Electrical and heat storage using specially nanocoated salt (NCS) could be economically competitive with pumped hydro, SaltX has said, with a large-scale demonstration facility inaugurated in Berlin, Germany.

Headquartered in Sweden, SaltX has been “working with salts for 15 years”, the company’s marketing director Eric Jacobson told Energy-Storage.news today. This specific application for the salt-based energy storage technology has been in development since customers began expressing an interest in seeing it scaled up a couple of years ago, Jacobson said.

Last Thursday, SaltX and its project partner Vattenfall inaugurated the first 10MWh system based on the technology, in Spandau, Berlin. The pilot plant has an output of 0.5MW, Jacobson said, with energy utility Vattenfall installing the system at one of its combined heat and power (CHP) plants, Reuter-C.

“It’s been known for a while that you can store energy in salt, and there’s been two problems with doing that,” Jacobson said.

“First, the salt is highly corrosive so the application itself has been really expensive because you need special material as the salt starts to corrode the metal and eventually it will be destroyed. Secondly, when you are discharging this thermal battery the salt content has agglomerated, started to lump together. So after 60 cycles you lose the properties of the salt and it starts to not be so efficient.”

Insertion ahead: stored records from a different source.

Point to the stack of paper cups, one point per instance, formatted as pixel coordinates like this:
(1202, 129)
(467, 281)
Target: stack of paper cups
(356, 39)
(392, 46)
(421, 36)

Claiming to have solved this problem by applying a proprietary material – patented as far back as 2013 – as a nanocoating to salt crystals, which prevents this corrosion and the agglomeration, Jacobson said that it will require tanks of inexpensive metal to store the material, without the need for pressurisation inside. SaltX claims this will make the technology easier to scale up to larger and larger capacities of storage.

“We use a technology where, it’s similar to an engine and a fuel tank, so the salt is the fuel and it’s really easy to scale this tank up and then we have a reactor or engine where we can take out the energy or the power.

“Whether we want 10MWh or 100MWh of storage, that’s not a big deal for us. That’s one of our advantages.”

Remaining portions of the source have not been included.